Speculative Decoding in MLX with DFlash

Introduction

Speculative decoding is frequently cited as one of the more effective techniques for accelerating inference in large language models, with reported speedups typically falling in the 2x to 4x range over standard autoregressive decoding. The mechanism is straightforward: a smaller draft model proposes a short sequence of candidate tokens, and a larger target model verifies those proposals in a single parallel forward pass. Tokens that agree with the target are accepted in bulk; tokens that disagree trigger a fallback to standard decoding for the rejected portion. Verifying N candidate tokens in a single parallel pass reuses the same weight loads and takes roughly the same time as generating one token. When acceptance is high, the target model produces multiple tokens for the cost of one forward pass. When acceptance is low, the overhead of the draft model and verification is wasted, and throughput can fall below baseline.

This post documents a set of experiments evaluating the practical performance of speculative decoding on Apple Silicon, using MLX as the inference framework and DFlash as the speculative decoding implementation. The objective was twofold: to establish whether the commonly reported speedups hold on consumer-grade Apple hardware, and to identify which parameters materially affect the observed gains.

Experimental Setup

All experiments were run on a MacBook with the M5 Pro chip and 48 GB of unified memory. A reasonable heuristic for local inference is that roughly one gigabyte of memory is required per billion parameters, which places models in the 30 to 35 billion parameter range within reach of this configuration. Apple's unified memory architecture is useful in this context because the full memory pool is addressable by the GPU without explicit transfers.

The baseline inference loop used the mlx_lm package:

from mlx_lm import load, generate
from mlx_lm.models.cache import make_prompt_cache

MODEL = "mlx-community/Qwen3.5-35B-A3B-4bit"
model, tokenizer = load(MODEL)
cache = make_prompt_cache(model)

while True:
    userinput = input("Enter prompt (or 'quit' to exit):")
    if userinput.lower() == "quit":
        print("Goodbye! 👋")
        break

    systemprompt = "You are a helpful assistant!"
    messages = [{"role": "system", "content": systemprompt}, {"role": "user", "content": userinput}]
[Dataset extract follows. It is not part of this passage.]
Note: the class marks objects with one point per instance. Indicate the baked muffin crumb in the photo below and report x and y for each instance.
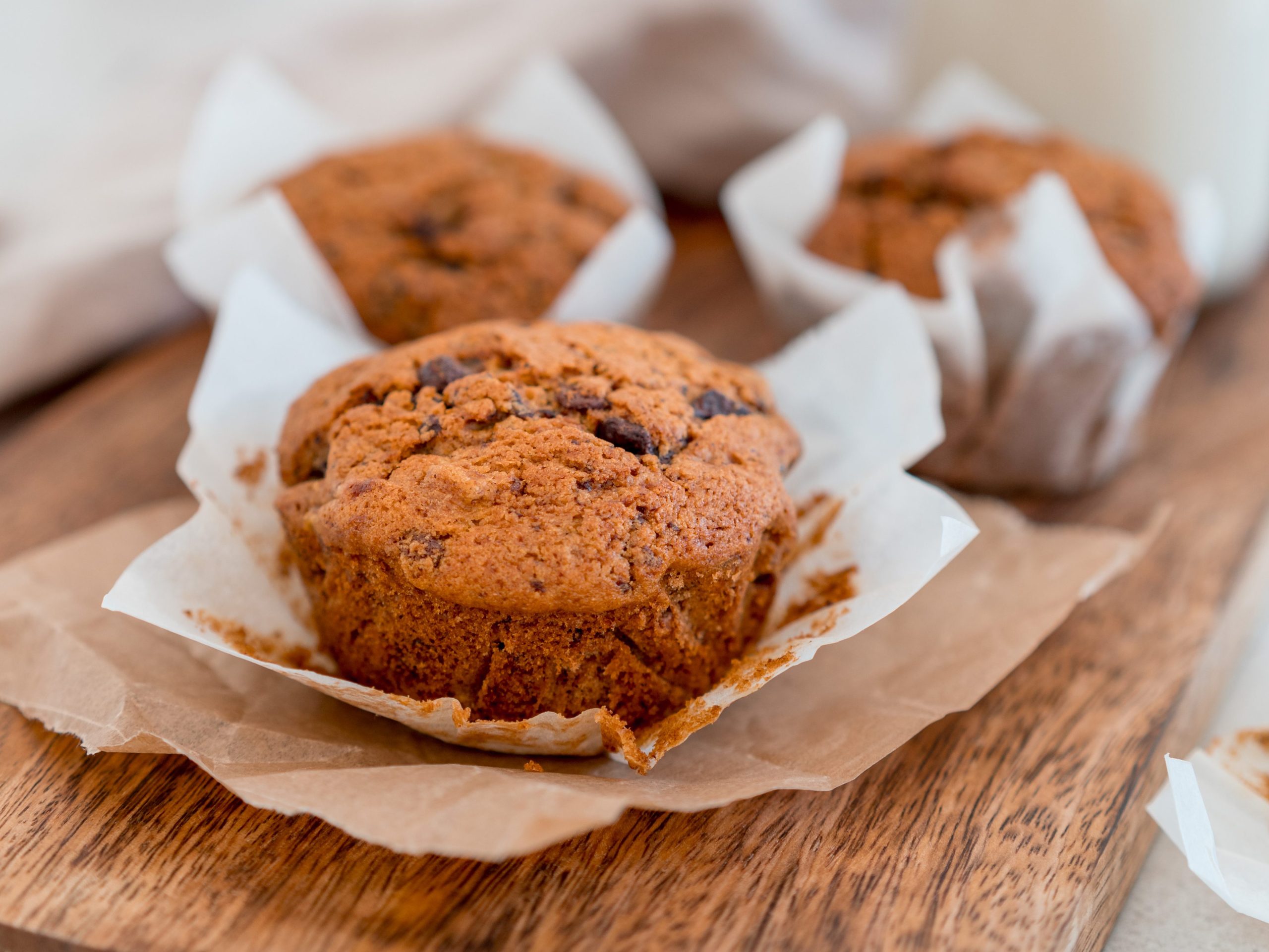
(540, 518)
(447, 229)
(900, 197)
    prompt = tokenizer.apply_chat_template(messages, add_generation_prompt=True)
    text = generate(model, tokenizer, prompt=prompt, prompt_cache=cache, max_tokens=10000, verbose=True)

For the speculative decoding path, DFlash was installed from the official repository at https://github.com/z-lab/dflash. DFlash's moat here is that it replaces the autoregressive drafter with a block diffusion drafter that generates the entire draft block (16 tokens in the default config) in a single parallel forward pass, rather than one token at a time.

Initial Benchmark and Failure Mode

The first benchmark compared baseline decoding against DFlash using Qwen3.5-35B-A3B as the target and the corresponding DFlash draft model released by z-lab. The result was counter to expectations: DFlash produced throughput substantially lower than baseline in this configuration.

Initial DFlash benchmark showing throughput below baseline

The cause was traced to a mismatch in model variants. The target model was a 4-bit quantized re-upload from the mlx-community organization, whereas the DFlash draft model had been trained against the unquantized original. Quantization alters the target's output distribution in ways that reduce draft-token acceptance, and once acceptance drops sufficiently, the overhead of running the draft model and verifying its outputs exceeds the savings from accepted tokens.

To remove quantization as a variable, the target and draft models were changed to the pair explicitly supported in the DFlash documentation:

Target model: Qwen/Qwen3.5-4B
Draft model: z-lab/Qwen3.5-4B-DFlash

Under this configuration, DFlash delivered approximately 2x the throughput of baseline decoding, broadly consistent with reported performance on other platforms.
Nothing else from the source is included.